Índice de El Proletariado Militante (Memorias de un internacionalista) de Anselmo de LorenzoAnteriorSiguienteBiblioteca Virtual Antorcha

CAPÍTULO VIGÉSIMO TERCERO

LA CONFERENCIA DE VALENCIA

Las vicisitudes políticas, y más aún la deficiente organización de la Federación regional durante el primer año de su existencia, impidieron el cumplimiento del acuerdo del Congreso de Barcelona respecto de la celebración del segundo, que debía tener efecto en Valencia.

En su lugar el Consejo federal, de acuerdo con las federaciones locales a la sazón existentes, convocó una Conferencia secreta de delegados de las mismas en Valencia, que se celebró en los días 10 al 18 de Septiembre de 1871.

Necesitábase renovar el pacto federal que servía de base a la organización obrera española, fortalecer el prestigio de los que debían servir de lazo de unión entre las agrupaciones distribuídas por el territorio, inspirarles ánimo, reveltirles de la confianza necesaria para que desarrollaran iniciativas a medida que lo exigieran las circunstancias, y para ello nada mejor que los mismos trabajadores interesados, por medio de sus representantes.

Lo que quedaba del primer Consejo federal al terminar el año de su existencia eran fragmentos a punto de incurrir en anulación de poderes, y ya casi en peligro de obrar arbitrariamente, no por intención, sino por falta de la necesaria correspondencia con las colectividades y los individuos.

Morago quedó en Lisboa; era demasiado libre para sujetarse a una tiranía, aunque fuera la del deber, y prefirió dar suelta a su inspiración y a sus genialidades antes que someterse a llevar la pesada carga de aquel Consejo federal que debía tener su inteligencia y su voluntad en tensión constante, pensando, resolviendo, y sin soltar la pluma para que aquel cuerpo debilitado que nació en Barcelona entre las explosiones del entusiasmo llegase vivo al acto de reconstrucción que se preparaba en Valencia.
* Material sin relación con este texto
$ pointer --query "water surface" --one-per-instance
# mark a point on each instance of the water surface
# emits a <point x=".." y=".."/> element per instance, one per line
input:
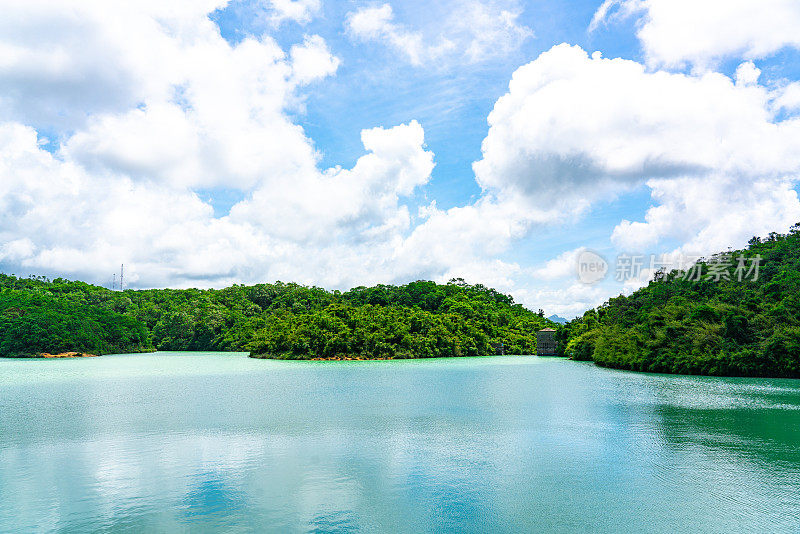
<point x="198" y="441"/>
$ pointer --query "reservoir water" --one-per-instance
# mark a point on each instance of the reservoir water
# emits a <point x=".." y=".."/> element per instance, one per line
<point x="172" y="442"/>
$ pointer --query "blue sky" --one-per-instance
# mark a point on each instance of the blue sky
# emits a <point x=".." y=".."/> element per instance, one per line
<point x="209" y="143"/>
Borrel se desentendió e todo desde lo del 2 de Mayo y el concurso de Angel Mora era limitado.

Mora y yo sosteníamos aquella existencia, abandonando nuestro trabajo, abusando de nuestras familias, careciendo de todo, faltos aun de efectos de escritorio y de sellos para franqueo de la correspondencia, pero dispuestos a no ceder porque nos sobraba vida para luchar.

Por mi parte tuve el sentimiento de ver los primeros síntomas de la disidencia, surgida ya en Lisboa por incompatibilidad de carácter entre Mora y Morago, pero aquel dolor que afectaba primero a la amistad por ver enemigos entre sí a los que tanto aprecié como amigos, y luego porque calculé los resultados que habrían de sobrevenir en el curso de la propaganda y de la organización, no disminuyó mi vivísimo deseo de proseguir mi obra.

Un nuevo elemento vino a nosotros y que a la sazón nos fue utilísimo: José Mesa.

Este nombre tuvo triste resonancia en los momentos en que, divididos los hombres por la pasión, cada cual queria imperar creyéndose ser el mejor, y como ninguno se mantenía en lo justo, no creo necesario determinar aquí quien obraba peor.

Sucedía que siguiendo nuestra marcha teníamos adherencias y desprendimientos que no siempre pude explicarme, aunque, a decir verdad, tampoco me preocupaban gran cosa, fija como tenía la vista en la grandeza de nuestros propósitos.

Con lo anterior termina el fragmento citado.